I’m barely getting through tomorrow
But still I won’t let sorrow bring me way down.
— Dolly Parton, “Hard Candy Christmas”
Yes. It’s a Total Party Kill again.
Positives: in the living room, my couch is the base of operations with cows and such.
Downside: I think I’m starting to lose the bedroom as a result. But that could just be a result of not spending all my time up there anymore. I like to think it’s the latter.
General PTSD stuff: Good gods, there’s no way I can get through this dungeon without major, even permanent, damage to my HP.
Maybe I’ll just get drunk on apple wine—
Sadly, I’ve gone back to denying. It’s hurting and… well, maybe I’m facing it a little by not resorting to the “be unconscious for several days in a row”, because so far it’s the only ledge my PTSD is giving me that seems… free. But probably, like the really horrible GM it is, that’s only a trick, and the purchase will crumble under my feet at the last moment.
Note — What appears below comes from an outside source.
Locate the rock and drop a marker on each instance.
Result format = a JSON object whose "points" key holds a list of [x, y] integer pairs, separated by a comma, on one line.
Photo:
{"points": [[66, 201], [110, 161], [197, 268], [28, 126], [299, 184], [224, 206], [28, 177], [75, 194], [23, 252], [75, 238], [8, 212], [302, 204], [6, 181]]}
Last year, this is where I ended up. And that was when I thought I’d be fine… I’m just crashing.
Friend of mine on the island told me a year ago that I was simply thinking myself into the PTSD.
Ah, ha ha ha ha. I don’t even know how to prove to him that it’s not that way. Some people you can’t convince.
As I progress through all this, I’m trying to get my sleep, get my nutrition, get… something else. I’m falling apart. I don’t know what to do. Every path, it seems wrong…
Thus far, I am engaging in Mythbusters as a destruction. And playing war games with myself—although given that I can only handle complexity on the level of really bad strategy in the Pocket Battles series, this is making me depressed too. (Pocket Battles is a great little series, actually. I could see it having been a Kosmos 2-player, if German games were more confrontational.)
The really, really upsetting thing is that I’ve lost a lot of my cognitive ability even after a full night of sleep, and eating enough, and so I spend time late into the night trying to prove to myself that I’ll be fine.
I’m not gonna be fine.
I want to actually be awake and aware this Christmas. I don’t know. Maybe I’ll learn something. Or maybe I’ll resort to Xanax and Ambien. I kind of… want to measure what happens over the next few days. Maybe that means I really am going to face it—but I can’t help but remember last year.